Officers with the 114th Precinct were responding to a 911 call of a burglary when they stopped two men outside a Second St. warehouse near 27th Ave. in Astoria around 3 a.m. Thursday, Rosa said.
After officers found the suspects had 100 pounds of marijuana flower, they traced their movements back to the Second St. warehouse — where they were stunned to find pallets full of cannabis products along with forklifts to move them, according to Rosa.
The NYPD contacted the Sherrif’s Department and authorities organized a dumpster to be brought to the location, where law enforcement could be seen filling the industrial-sized bin with the warehouse’s illicit stock.
Amid the pallets of weed products, officers found a machine capable of producing cannabis vape cartridges on a vast scale, according to Rosa.
“They have a machine to make their own vape cartridges,” Rosa said. It’s definitely industrial scale.”
Louie Patsis, 58, who lives in a building next door to the marijuana stash, said the only activity he saw there was at night — and that the warehouse’s big gate was never left open.

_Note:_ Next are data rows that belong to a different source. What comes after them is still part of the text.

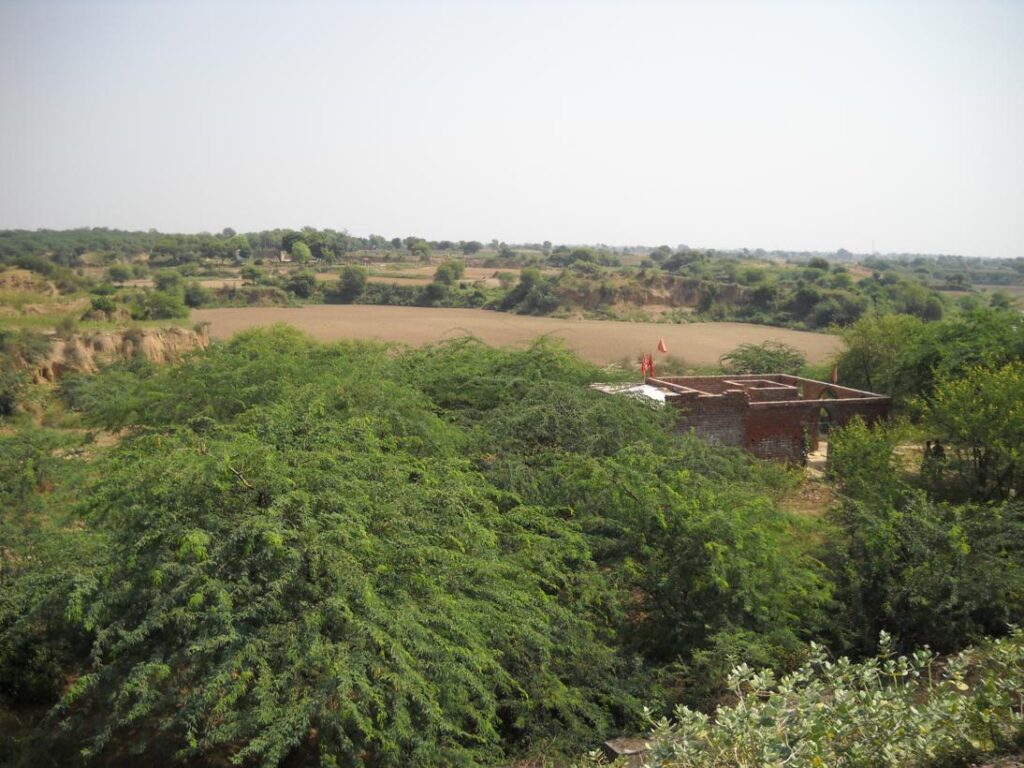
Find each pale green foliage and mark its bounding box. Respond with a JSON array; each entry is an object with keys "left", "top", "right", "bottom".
[
  {"left": 290, "top": 241, "right": 312, "bottom": 264},
  {"left": 21, "top": 329, "right": 641, "bottom": 765},
  {"left": 719, "top": 341, "right": 806, "bottom": 375},
  {"left": 836, "top": 312, "right": 929, "bottom": 401},
  {"left": 836, "top": 308, "right": 1024, "bottom": 407},
  {"left": 433, "top": 259, "right": 465, "bottom": 286},
  {"left": 56, "top": 420, "right": 618, "bottom": 765},
  {"left": 921, "top": 361, "right": 1024, "bottom": 500},
  {"left": 0, "top": 425, "right": 105, "bottom": 739},
  {"left": 828, "top": 416, "right": 909, "bottom": 508},
  {"left": 594, "top": 630, "right": 1024, "bottom": 768}
]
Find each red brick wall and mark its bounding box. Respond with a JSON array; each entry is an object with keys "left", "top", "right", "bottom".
[
  {"left": 671, "top": 390, "right": 747, "bottom": 447},
  {"left": 746, "top": 403, "right": 818, "bottom": 461},
  {"left": 659, "top": 375, "right": 892, "bottom": 463},
  {"left": 829, "top": 401, "right": 891, "bottom": 429}
]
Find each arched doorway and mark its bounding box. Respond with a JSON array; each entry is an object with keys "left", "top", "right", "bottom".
[
  {"left": 816, "top": 388, "right": 837, "bottom": 447},
  {"left": 818, "top": 405, "right": 832, "bottom": 437}
]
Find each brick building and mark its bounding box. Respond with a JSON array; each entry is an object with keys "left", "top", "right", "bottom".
[{"left": 597, "top": 374, "right": 891, "bottom": 462}]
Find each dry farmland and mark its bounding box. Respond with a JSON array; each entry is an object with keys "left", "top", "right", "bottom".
[{"left": 191, "top": 305, "right": 841, "bottom": 365}]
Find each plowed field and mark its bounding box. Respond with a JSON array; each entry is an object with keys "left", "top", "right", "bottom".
[{"left": 191, "top": 305, "right": 840, "bottom": 365}]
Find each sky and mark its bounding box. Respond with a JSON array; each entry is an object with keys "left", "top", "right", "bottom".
[{"left": 0, "top": 0, "right": 1022, "bottom": 257}]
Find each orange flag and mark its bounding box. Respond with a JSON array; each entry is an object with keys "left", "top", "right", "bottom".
[
  {"left": 641, "top": 353, "right": 656, "bottom": 378},
  {"left": 657, "top": 338, "right": 668, "bottom": 354}
]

“They only come here in the middle of the night and only for a couple of hours,” said Patsis. “You never saw the big gate open.”
“I wasn’t expecting such a thing in my neighborhood,” Patsis added. “There’s been a lot of development here. I thought the neighborhood was getting better.”
The sherrif’s department has headed a city-wide crackdown of illicit weedshops that’s proven so successful, the agency complained in June it was running out of space to stash all of its seized pot.
The crackdown on unlicensed pot shops across New York follows the decriminalization of recreational marijuana for adults in 2021, which turned the Five Boroughs into a boom town for outlaw weed dispensaries.
Though former Gov. Andrew Cuomo created an Office of Cannabis Management to license cultivators, sellers and dispensaries, the state’s slow rollout of licensed dispensaries incentivized unlicensed pot sellers.
There are only 57 licensed marijuana dispensaries in the five boroughs, according to the Office of Cannabis Management website. In comparison, there are roughly 2,900 illegal pot shops.